Emmanuel Kofi Nti
The Commissioner-General of the Ghana Revenue Authority (GRA), Emmanuel Kofi Nti, last week unleashed a busload of police officers and staff of his office to come and threaten the management of Western Publications Limited, publishers of DAILY GUIDE, with closure.
For the period that the drama-like spectacle lasted, the offices of the newspaper became a cynosure of the neighborhood; it caused an embarrassment to a corporate entity, which has over the years not shirked its financial responsibility to both the state and the community.
The threat, which appears to be an agenda by the Commissioner-General to throw the company out of business and render hundreds of its employees redundant, came at the heels of a number of payments made to the authority in the last few months – in fulfillment of its financial obligations, consistent with the company’s practice over the years.
A substantive payment made to the authority when the GRA personnel, including the police, came first thing Monday morning, was followed by a portentous warning: “Pay up or we shut down the company when we return with TV crews and other media.”
A source at the newspaper house can confirm that the Commissioner-General is determined to cause further embarrassment to DAILY GUIDE.
A number of threatening correspondences preceded last week’s surprise attack by red-eyed personnel whose orders from their sender were simple: “Shut down the DAILY GUIDE,” despite the company’s agents engaging the government institution the previous working day.
The Commissioner-General is said to have vowed to chase all private establishments with outstanding monies to pay into the government chest, his riveted attention on DAILY GUIDE said to be intended to underscore his brusqueness, regardless of the consequences.
Management of the company was taken aback by the manner in which the correspondence from the authority was crafted and then the threatening posture of the staff, not forgetting the hostility of the police who descended upon the premises of DAILY GUIDE menacingly to execute the diktat of the Commissioner-General.
Indeed, a management staffer was to remark later that “But for my quick intervention, DAILY GUIDE would have been out of circulation on the day following their descent on the premises.”
He added, “It might appear the Commissioner-General has an axe to grind with DAILY GUIDE, especially since other entities are not suffering this level of hostility and embarrassment.”
Reached for his comment, the Chief Executive Officer (CEO) of Western Publications Group, Kwame Blay, said, “I am amazed at the threats from the GRA to an entity which has never failed in meeting its financial obligations to the state, albeit sometimes in installments. We consider such payments as obligatory, something incumbent upon every responsible entity such as ours. We therefore do our best to incessantly reduce the burden of indebtedness periodically. To treat us as though we hardly meet such obligations and even threatening us in the manner in which the Commissioner-General and his assigns did, considering the amount involvedand. The fact that we were notified of this indebtedness only weeks ago is to say the least, unfortunate in a decent corporate world where arbitrariness has no place. We have dealt with the GRA since we commenced operations and would do all we can to support it in its revenue mobilization drive, the dividends of which we appreciate as much as he does.”
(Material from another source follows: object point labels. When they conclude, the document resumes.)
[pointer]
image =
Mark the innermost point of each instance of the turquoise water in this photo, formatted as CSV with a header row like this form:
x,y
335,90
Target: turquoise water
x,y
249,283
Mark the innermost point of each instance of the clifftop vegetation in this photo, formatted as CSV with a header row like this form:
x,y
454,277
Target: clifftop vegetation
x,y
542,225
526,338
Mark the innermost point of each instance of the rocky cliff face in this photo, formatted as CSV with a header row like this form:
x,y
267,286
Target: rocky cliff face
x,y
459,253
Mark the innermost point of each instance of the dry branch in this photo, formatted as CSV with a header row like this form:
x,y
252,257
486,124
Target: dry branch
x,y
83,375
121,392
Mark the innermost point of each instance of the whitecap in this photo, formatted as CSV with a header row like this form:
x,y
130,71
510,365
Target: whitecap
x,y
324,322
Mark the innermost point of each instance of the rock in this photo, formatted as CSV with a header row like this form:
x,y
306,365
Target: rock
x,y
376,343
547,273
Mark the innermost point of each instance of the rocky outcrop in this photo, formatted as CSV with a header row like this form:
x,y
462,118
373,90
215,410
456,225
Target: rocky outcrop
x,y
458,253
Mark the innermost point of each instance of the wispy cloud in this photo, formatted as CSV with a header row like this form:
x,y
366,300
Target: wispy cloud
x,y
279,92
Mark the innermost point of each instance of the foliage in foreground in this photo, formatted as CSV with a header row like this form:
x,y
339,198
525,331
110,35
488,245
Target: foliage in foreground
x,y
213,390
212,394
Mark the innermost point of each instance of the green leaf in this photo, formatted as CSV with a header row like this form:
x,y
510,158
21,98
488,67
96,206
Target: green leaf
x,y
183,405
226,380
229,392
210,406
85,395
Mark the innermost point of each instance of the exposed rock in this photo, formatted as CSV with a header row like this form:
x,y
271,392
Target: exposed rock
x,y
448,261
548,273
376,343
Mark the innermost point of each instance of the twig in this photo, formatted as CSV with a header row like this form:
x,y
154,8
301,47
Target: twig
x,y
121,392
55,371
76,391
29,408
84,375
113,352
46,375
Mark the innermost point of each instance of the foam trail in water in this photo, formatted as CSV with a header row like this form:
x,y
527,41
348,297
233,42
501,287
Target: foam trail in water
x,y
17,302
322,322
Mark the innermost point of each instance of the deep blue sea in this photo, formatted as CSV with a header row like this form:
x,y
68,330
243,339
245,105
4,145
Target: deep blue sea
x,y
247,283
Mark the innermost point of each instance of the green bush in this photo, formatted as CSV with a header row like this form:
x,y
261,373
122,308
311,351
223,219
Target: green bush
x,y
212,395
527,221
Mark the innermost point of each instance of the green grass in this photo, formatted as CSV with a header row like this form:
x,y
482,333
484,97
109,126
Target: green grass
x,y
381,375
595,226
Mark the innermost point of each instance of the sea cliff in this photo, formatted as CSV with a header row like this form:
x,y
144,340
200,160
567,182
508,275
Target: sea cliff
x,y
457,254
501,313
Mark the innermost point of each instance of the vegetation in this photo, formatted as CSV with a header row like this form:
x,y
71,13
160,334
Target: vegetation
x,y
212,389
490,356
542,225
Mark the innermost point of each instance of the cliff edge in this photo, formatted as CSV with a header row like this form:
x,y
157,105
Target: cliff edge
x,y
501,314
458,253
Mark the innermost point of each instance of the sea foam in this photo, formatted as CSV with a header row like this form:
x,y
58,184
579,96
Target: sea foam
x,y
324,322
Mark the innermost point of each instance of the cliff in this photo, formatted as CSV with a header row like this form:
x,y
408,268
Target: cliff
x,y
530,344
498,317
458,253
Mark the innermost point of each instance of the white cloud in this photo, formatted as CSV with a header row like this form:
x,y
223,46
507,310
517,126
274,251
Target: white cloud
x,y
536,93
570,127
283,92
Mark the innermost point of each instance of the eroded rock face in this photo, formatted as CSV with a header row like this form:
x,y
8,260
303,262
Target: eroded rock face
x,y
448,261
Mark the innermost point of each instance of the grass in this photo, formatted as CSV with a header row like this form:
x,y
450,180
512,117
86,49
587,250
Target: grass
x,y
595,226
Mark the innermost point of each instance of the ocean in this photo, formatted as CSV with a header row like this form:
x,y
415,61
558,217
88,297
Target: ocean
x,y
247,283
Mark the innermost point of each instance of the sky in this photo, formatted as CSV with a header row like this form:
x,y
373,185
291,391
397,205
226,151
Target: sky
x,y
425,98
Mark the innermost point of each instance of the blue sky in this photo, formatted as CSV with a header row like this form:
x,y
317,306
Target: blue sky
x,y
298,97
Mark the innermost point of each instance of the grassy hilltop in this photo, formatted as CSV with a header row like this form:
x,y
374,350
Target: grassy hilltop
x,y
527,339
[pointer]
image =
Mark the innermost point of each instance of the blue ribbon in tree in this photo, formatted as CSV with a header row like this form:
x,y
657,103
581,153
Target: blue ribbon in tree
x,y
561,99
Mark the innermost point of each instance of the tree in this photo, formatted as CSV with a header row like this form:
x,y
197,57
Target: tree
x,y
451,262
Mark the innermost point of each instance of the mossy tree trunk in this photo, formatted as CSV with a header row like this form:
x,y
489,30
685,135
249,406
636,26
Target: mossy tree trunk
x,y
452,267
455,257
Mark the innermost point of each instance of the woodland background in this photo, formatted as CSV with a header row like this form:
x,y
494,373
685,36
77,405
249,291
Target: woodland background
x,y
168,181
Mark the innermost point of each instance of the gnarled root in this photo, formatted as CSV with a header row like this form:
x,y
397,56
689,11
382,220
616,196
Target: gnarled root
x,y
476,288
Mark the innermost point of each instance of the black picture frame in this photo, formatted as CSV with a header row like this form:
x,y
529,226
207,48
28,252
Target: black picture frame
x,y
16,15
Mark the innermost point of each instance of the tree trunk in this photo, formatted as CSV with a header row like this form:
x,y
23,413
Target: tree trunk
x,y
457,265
Mr. Blay continued, “Whilst we ask for and expect no level of favour or consideration on this issue, we deem the agency’s aggressive and abrasive reaction to be disproportionate by far to the amount, which in itself has been disputed between our company and the authority.”
The Commissioner General who has a background in taxation, statistics and rural banking, assumed the post early this year and seems geared to impress powers-that-be or is being nudged by unseen hands.